Latifa Hospital’s Neonatal Intensive care Unit (NICU), which is the largest neonatal unit in the northern emirates, received 975 admissions in 2018, of which 585 were preterm babies.
Preterm babies are those born before 37 weeks and they normally weigh less than 2.5kg. Preterm deliveries can occur as early as 22 weeks gestation. Many need complex and multidisciplinary approach and management until discharged safely. They require essential care to be nursed back to health, including protection from infections, ensuring that they are kept warm, ensuring skin-to-skin contact with the mother and that they are receiving sufficient nutrition, especially breast milk.
Dr Mahmoud El Halik, Head of Paediatrics and Neonatology at Latifa Hospital, reveals that of the 585 preterm babies, seven weighed less than 500g. The smallest weighed 400g.
He adds that total bed occupancy reached almost 85 per cent on average and sometimes 100 per cent. Meanwhile, the average length of stay at the hospital was 21.47 days. The NICU has 64 beds dedicated for neonates.
“The unit is equipped with the most advanced neonatal ventilation modes and haemodynamic monitoring that ensures pioneering neonatal services. The unit also stresses the importance of family centred care in which parents are actively involved in the management of the baby through kangaroo care.”
He explains that healthcare professionals at the hospital teach the mother and father kangaroo care — skin-to-skin contact between the baby and their parents — from day one, adding that parents’ loving touch has proven to have many health benefits.

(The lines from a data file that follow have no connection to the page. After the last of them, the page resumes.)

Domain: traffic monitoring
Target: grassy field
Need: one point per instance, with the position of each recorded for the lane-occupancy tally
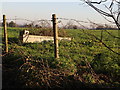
(85, 56)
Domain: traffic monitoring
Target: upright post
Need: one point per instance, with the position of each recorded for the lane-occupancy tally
(101, 35)
(55, 32)
(5, 33)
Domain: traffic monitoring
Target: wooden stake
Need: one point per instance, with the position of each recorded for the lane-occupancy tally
(55, 31)
(5, 33)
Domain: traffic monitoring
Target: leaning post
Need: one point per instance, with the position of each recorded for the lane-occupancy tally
(55, 32)
(5, 33)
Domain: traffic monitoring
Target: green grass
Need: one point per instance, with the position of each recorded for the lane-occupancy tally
(81, 48)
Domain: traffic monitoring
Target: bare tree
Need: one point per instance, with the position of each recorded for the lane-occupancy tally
(112, 9)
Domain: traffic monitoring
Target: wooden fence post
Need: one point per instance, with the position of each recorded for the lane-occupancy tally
(55, 32)
(5, 33)
(101, 35)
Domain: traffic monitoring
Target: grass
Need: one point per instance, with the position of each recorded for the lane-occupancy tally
(84, 57)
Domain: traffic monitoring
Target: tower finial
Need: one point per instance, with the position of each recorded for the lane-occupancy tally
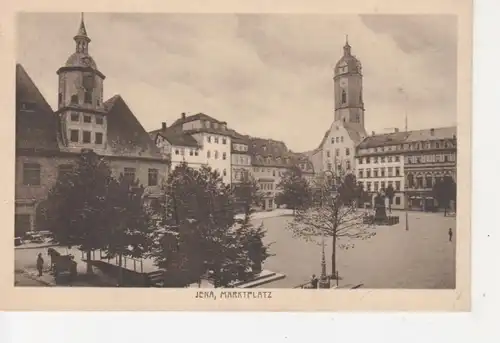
(81, 38)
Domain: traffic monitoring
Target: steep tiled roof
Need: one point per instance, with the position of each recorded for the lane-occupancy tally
(175, 137)
(36, 125)
(432, 134)
(274, 153)
(199, 116)
(354, 133)
(410, 136)
(384, 139)
(126, 136)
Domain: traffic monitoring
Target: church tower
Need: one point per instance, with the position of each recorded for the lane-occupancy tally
(348, 85)
(80, 99)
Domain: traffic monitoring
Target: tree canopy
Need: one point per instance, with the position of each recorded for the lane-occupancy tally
(202, 230)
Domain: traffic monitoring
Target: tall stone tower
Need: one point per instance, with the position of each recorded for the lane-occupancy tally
(80, 102)
(348, 85)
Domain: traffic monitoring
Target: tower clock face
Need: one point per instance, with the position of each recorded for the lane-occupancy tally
(86, 61)
(88, 81)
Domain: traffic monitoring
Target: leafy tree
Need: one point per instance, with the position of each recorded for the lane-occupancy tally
(335, 215)
(252, 237)
(77, 210)
(389, 194)
(200, 219)
(130, 223)
(445, 191)
(295, 190)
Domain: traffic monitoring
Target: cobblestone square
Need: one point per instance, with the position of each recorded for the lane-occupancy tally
(420, 258)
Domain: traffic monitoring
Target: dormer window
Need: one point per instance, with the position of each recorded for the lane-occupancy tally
(87, 97)
(27, 106)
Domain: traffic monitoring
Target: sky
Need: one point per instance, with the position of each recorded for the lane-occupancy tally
(266, 75)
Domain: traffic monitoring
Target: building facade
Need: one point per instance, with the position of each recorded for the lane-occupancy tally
(380, 164)
(412, 162)
(241, 160)
(48, 142)
(197, 140)
(429, 156)
(336, 152)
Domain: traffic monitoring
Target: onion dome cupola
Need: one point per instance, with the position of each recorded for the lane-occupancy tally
(348, 63)
(80, 103)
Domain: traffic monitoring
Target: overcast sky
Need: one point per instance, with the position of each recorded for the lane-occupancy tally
(266, 75)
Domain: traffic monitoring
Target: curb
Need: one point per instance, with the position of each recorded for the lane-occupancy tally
(35, 278)
(36, 247)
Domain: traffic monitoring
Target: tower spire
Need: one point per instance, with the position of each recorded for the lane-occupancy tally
(81, 38)
(347, 47)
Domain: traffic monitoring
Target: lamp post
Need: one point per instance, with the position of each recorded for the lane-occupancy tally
(406, 211)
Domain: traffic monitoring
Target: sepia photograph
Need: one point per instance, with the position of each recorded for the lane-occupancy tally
(238, 151)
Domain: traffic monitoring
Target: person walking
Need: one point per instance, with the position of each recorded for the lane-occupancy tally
(314, 281)
(39, 264)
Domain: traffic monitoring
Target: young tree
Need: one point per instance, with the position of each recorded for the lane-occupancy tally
(130, 223)
(200, 208)
(389, 194)
(295, 190)
(77, 210)
(335, 215)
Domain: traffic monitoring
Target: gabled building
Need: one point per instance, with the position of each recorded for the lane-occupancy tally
(412, 162)
(48, 142)
(178, 147)
(270, 160)
(337, 148)
(380, 164)
(212, 137)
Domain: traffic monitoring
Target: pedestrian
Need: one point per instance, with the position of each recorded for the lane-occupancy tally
(39, 264)
(314, 281)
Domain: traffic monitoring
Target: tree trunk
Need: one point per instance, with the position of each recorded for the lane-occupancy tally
(89, 265)
(334, 254)
(120, 270)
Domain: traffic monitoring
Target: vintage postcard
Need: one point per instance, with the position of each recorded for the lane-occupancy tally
(303, 159)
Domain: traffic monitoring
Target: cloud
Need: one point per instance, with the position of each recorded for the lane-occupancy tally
(266, 75)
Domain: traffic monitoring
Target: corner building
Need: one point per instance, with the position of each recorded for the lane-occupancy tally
(48, 142)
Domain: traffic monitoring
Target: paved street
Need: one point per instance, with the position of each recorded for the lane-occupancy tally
(395, 258)
(23, 280)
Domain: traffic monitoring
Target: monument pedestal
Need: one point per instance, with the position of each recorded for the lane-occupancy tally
(324, 283)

According to the WHO, kangaroo care is one of the most effective ways to meet a premature baby’s needs for warmth, frequent breastfeeding, protection from infection, stimulation, safety and love. It estimates this technique could save 450,000 preterm newborns a year.
“A key benefit of kangaroo care is aiding the lactation process,” says Dr El Halik. “We emphasise the importance of breastfeeding with the mother’s own milk as the main source of feeding for our newborns in NICU. We managed around 85 per cent compliance, which contributed in achieving a very good outcome for newborns admitted to our unit.”